In your long and distinguished career, you must have had opportunities to work at other companies in the industry. What made you decide to stay with Boston O&P?

The culture here has always been patient first. Take the time to treat the patient in front of you and do your best to work with the patient, their family and the rest of the medical team to obtain the best possible outcome and the rest will take care of itself. Other companies may say that, but we live it.

How would you say Boston O&P differs from other companies, both in terms of the company itself and the products it makes?

We are unique in that we have both a clinical care division and a central fabrication, so we are able to incubate new innovations in our clinics, review the outcomes, and then share that information with the profession so they can have similar positive experiences with their patients.

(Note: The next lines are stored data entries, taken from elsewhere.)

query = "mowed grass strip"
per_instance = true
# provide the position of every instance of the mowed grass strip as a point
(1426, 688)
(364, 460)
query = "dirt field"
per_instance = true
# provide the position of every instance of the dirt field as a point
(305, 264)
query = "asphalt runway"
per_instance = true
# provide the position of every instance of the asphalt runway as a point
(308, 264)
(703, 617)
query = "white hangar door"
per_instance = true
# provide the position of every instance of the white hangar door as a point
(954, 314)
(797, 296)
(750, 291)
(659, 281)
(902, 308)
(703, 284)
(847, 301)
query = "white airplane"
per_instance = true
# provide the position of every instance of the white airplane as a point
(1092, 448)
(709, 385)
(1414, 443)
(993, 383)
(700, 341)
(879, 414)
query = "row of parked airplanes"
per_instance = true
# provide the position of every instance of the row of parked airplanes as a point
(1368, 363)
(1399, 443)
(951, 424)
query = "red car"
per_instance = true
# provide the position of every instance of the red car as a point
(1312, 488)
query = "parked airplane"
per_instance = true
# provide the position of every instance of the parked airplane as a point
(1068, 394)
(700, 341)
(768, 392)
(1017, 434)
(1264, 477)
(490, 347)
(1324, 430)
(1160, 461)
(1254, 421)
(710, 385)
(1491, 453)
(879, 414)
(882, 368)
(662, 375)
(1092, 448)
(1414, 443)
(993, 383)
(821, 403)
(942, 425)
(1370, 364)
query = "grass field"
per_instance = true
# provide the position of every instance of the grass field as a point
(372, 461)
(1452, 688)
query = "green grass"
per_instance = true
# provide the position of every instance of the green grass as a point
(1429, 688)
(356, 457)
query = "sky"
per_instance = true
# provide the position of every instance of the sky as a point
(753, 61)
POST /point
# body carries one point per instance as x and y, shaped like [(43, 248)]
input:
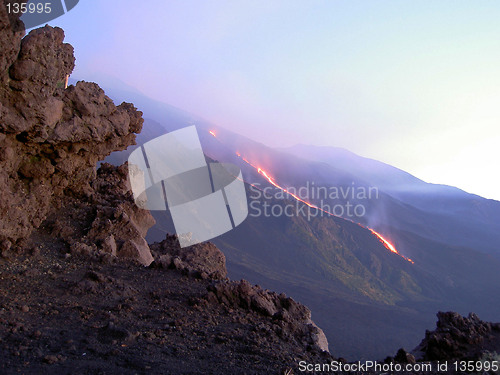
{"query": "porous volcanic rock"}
[(459, 337), (294, 319), (204, 260), (51, 139)]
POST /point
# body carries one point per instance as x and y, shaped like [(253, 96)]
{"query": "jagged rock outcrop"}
[(294, 319), (458, 337), (204, 260), (51, 139)]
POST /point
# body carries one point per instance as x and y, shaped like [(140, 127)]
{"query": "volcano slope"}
[(75, 293)]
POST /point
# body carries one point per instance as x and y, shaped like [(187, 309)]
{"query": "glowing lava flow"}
[(266, 175)]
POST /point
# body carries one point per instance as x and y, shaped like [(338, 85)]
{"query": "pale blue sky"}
[(415, 84)]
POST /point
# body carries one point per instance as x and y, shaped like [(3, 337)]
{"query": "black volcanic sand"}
[(68, 314)]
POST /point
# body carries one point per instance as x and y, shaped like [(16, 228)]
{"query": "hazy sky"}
[(415, 84)]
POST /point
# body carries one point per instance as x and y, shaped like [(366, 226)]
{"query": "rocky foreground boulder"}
[(72, 296), (459, 337), (51, 139)]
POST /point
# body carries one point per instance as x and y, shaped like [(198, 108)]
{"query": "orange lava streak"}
[(262, 172)]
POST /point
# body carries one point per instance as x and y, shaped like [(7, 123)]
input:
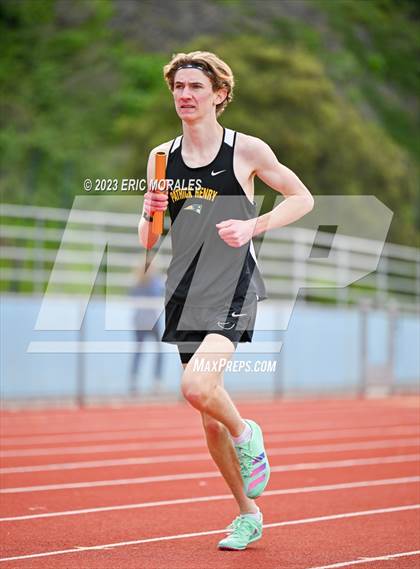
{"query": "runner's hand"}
[(236, 232), (155, 201)]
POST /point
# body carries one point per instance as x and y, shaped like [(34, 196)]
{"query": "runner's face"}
[(193, 95)]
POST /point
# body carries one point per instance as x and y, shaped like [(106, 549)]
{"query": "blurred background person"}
[(146, 325)]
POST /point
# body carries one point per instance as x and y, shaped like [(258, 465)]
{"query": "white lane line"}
[(274, 430), (283, 491), (185, 443), (213, 532), (306, 449), (387, 557), (347, 463), (287, 419)]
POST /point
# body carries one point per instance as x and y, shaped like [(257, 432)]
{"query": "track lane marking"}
[(80, 549), (271, 430), (283, 491), (302, 466), (183, 443), (277, 451), (368, 560)]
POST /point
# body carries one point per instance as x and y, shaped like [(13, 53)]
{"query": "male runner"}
[(213, 282)]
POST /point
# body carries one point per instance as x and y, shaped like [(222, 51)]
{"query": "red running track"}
[(134, 487)]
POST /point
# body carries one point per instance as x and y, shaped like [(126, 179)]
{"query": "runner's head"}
[(200, 82)]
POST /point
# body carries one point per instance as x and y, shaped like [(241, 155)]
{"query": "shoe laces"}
[(245, 460), (243, 527)]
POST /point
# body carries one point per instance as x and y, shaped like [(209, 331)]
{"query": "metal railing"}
[(32, 236)]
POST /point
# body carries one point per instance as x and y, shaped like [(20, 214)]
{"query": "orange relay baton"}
[(160, 174)]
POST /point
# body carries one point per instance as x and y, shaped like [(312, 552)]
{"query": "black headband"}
[(194, 66)]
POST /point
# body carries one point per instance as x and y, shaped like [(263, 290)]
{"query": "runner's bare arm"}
[(299, 200), (153, 201), (259, 160)]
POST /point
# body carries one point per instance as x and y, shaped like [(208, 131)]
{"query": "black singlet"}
[(204, 270)]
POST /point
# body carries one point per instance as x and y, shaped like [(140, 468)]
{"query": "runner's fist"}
[(155, 201)]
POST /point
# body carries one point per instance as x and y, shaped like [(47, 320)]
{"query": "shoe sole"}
[(252, 494), (227, 548)]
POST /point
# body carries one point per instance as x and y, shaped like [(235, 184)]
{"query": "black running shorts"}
[(188, 326)]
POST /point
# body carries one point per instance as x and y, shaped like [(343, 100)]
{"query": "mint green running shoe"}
[(253, 462), (245, 531)]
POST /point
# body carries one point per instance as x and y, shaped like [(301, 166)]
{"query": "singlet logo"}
[(203, 193), (196, 208)]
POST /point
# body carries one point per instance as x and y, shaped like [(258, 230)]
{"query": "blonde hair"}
[(219, 72)]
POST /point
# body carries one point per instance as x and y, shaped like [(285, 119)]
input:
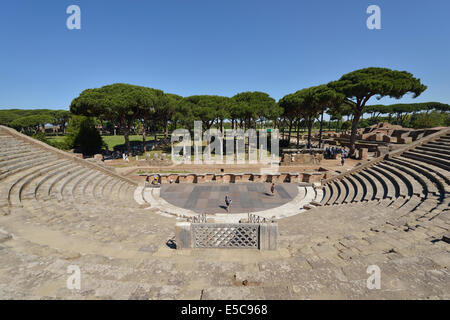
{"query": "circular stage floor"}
[(210, 198)]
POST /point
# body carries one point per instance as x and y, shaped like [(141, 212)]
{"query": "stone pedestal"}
[(363, 154), (183, 235)]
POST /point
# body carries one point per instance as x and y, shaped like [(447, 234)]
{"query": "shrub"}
[(83, 136)]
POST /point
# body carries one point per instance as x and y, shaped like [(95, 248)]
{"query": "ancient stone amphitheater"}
[(59, 211)]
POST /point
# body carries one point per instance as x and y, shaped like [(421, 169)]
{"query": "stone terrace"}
[(61, 211)]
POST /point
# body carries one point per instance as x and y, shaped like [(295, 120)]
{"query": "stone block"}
[(183, 235), (268, 234), (363, 154)]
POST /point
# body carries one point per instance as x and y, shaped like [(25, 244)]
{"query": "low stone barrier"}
[(262, 236), (283, 177)]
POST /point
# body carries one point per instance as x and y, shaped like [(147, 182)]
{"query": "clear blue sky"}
[(214, 47)]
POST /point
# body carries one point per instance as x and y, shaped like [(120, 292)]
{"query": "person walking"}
[(228, 202), (343, 160)]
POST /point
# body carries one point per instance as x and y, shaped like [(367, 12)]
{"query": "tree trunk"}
[(310, 123), (355, 121), (290, 129), (166, 130), (126, 134), (144, 139)]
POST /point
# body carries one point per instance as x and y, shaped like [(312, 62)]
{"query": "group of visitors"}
[(330, 153), (228, 200)]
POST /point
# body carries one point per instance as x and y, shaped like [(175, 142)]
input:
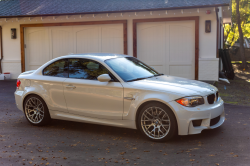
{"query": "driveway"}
[(72, 143)]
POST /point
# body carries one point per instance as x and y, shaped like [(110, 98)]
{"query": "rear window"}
[(57, 69)]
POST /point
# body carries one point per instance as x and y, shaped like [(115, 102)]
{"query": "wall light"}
[(13, 33), (208, 26)]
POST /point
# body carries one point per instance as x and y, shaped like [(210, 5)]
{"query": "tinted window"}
[(85, 69), (130, 68), (57, 69)]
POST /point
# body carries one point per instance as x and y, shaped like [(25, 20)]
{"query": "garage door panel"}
[(169, 47), (151, 43), (61, 42), (112, 39), (37, 47), (181, 43), (87, 40), (181, 71)]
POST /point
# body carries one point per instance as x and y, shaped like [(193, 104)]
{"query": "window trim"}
[(54, 62), (130, 57), (114, 79)]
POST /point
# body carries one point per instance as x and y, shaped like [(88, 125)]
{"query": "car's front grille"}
[(211, 98), (196, 123), (214, 121)]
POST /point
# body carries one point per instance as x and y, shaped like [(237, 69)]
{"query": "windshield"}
[(131, 69)]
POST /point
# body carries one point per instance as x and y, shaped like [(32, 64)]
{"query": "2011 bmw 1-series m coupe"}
[(121, 91)]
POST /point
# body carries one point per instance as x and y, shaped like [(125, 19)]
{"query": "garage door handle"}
[(70, 86)]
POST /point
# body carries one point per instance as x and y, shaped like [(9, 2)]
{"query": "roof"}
[(95, 56), (15, 8)]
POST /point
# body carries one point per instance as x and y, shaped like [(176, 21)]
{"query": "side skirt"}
[(107, 122)]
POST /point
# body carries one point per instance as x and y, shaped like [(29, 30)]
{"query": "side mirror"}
[(104, 78)]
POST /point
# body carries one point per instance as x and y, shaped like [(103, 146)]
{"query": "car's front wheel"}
[(157, 122), (36, 110)]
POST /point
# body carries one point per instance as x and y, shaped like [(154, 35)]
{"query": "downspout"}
[(217, 39), (1, 46)]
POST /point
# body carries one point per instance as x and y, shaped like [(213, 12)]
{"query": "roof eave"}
[(122, 11)]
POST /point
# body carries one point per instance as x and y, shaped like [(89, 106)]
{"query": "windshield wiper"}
[(158, 74), (136, 79)]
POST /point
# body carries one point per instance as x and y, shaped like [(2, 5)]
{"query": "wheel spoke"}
[(34, 110), (160, 124)]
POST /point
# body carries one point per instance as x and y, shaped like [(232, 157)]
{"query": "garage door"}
[(169, 47), (45, 43)]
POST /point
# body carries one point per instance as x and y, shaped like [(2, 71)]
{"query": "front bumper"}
[(19, 99), (205, 113)]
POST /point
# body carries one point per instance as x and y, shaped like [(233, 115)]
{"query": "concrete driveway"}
[(71, 143)]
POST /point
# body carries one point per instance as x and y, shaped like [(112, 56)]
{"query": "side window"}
[(85, 69), (57, 69)]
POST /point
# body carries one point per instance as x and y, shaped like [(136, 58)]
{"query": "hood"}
[(177, 85)]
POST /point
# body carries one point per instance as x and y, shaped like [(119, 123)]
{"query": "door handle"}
[(70, 86)]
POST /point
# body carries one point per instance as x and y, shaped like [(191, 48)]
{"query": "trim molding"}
[(195, 18), (22, 26)]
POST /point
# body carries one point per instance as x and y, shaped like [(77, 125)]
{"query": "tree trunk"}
[(242, 49)]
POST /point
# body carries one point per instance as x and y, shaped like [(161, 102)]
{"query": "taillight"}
[(18, 84)]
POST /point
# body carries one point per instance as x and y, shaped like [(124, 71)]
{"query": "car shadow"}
[(129, 134)]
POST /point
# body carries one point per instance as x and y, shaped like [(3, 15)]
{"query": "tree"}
[(240, 27), (239, 21)]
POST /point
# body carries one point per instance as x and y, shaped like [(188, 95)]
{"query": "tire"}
[(157, 122), (36, 111)]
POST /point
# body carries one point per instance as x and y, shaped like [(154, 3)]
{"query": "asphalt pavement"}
[(71, 144)]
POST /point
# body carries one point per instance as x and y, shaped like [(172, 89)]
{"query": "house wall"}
[(207, 41)]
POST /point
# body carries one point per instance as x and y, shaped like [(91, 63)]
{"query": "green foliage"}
[(231, 33)]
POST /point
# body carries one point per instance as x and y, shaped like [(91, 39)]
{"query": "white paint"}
[(207, 41), (46, 43), (169, 47), (102, 102), (208, 69)]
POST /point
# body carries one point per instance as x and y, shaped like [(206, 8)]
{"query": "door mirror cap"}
[(104, 78)]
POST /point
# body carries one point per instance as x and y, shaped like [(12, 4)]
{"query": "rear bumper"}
[(205, 113), (19, 99)]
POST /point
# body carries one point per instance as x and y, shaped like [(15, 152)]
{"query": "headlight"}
[(191, 101)]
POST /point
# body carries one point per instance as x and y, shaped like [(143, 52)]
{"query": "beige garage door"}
[(45, 43), (169, 47)]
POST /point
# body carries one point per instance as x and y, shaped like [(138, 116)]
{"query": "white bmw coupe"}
[(121, 91)]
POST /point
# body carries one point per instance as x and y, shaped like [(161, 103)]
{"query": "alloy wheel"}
[(155, 122), (34, 110)]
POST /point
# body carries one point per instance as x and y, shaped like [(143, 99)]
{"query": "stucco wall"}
[(207, 41)]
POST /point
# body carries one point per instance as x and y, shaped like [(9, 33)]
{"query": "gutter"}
[(121, 11), (1, 46)]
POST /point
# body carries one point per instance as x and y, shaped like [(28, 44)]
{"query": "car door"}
[(87, 96), (51, 84)]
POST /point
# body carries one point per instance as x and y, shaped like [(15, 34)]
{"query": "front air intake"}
[(211, 98)]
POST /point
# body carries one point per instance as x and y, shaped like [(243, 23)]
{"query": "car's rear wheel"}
[(36, 110), (157, 122)]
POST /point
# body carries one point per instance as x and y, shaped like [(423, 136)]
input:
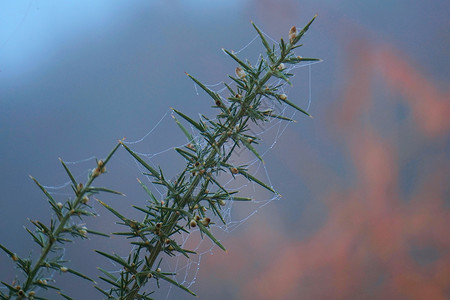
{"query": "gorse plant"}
[(192, 198)]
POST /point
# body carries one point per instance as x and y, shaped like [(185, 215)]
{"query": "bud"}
[(205, 221), (292, 34), (240, 73), (234, 170), (85, 200), (83, 231)]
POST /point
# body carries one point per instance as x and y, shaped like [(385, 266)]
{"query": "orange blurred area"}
[(376, 242)]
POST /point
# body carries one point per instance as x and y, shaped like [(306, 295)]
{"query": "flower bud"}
[(240, 73)]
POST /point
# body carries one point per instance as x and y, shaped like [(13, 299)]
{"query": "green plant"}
[(191, 198)]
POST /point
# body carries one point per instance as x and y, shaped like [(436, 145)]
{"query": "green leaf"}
[(103, 292), (80, 275), (111, 276), (96, 232), (146, 189), (35, 238), (9, 252), (102, 189), (303, 31), (251, 148), (168, 279), (65, 296)]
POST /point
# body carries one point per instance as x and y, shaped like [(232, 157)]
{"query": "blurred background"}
[(365, 209)]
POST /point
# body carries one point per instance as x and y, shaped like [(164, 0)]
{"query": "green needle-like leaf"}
[(251, 148), (186, 133)]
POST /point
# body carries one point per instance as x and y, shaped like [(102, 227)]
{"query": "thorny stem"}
[(51, 241), (173, 217)]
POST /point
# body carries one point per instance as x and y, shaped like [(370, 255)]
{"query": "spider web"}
[(157, 154)]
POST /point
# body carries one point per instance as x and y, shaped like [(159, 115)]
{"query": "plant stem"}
[(52, 239)]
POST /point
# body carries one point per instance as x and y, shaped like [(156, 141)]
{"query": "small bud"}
[(234, 170), (96, 172), (292, 34), (240, 73), (83, 231), (205, 221)]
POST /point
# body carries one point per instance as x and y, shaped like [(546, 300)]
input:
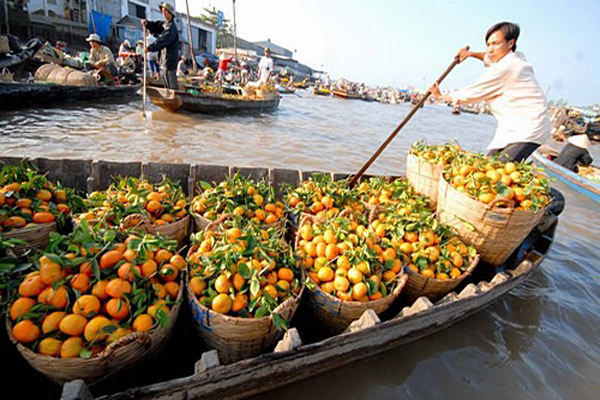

What’s the most significant development in orthotics and prosthetics care you’ve seen in your 25 years with Boston O&P?

Technology in general, scanning in particular. From the patient’s perspective, it is so much easier, cleaner and quicker to be scanned than being casted or just having measurements taken. To scan a patient and have an electronic record of that patient’s shape so we can then modify in CAD has allowed us to enhance the fit and function of those devices.

You’re very involved in training practitioners on the theory and practice of the Boston Brace System and other products. What are some of the most important things you’ve learned from these trainings?

That our profession is strong, viable and has a bright future. The people entering our profession now have a fuller understanding of the patient’s needs and comprehend their role in the medical team. Rather than spending all their time in the lab modifying and fabricating, today’s clinician relies on the expert skill of the CAD technician to make the proper modifications, so clinicians can spend that time with the patient—completing a thorough exam, measuring outcomes, assessing clinical goals, and developing a comprehensive treatment plan.

You still see patients through various clinics—what’s the most enjoyable part of that?

Patient interactions. Talking with them and their parents about their achievements and goals. For those patients we have worked with before, its finding out what is working best so we can improve the function of the new orthosis/prosthesis.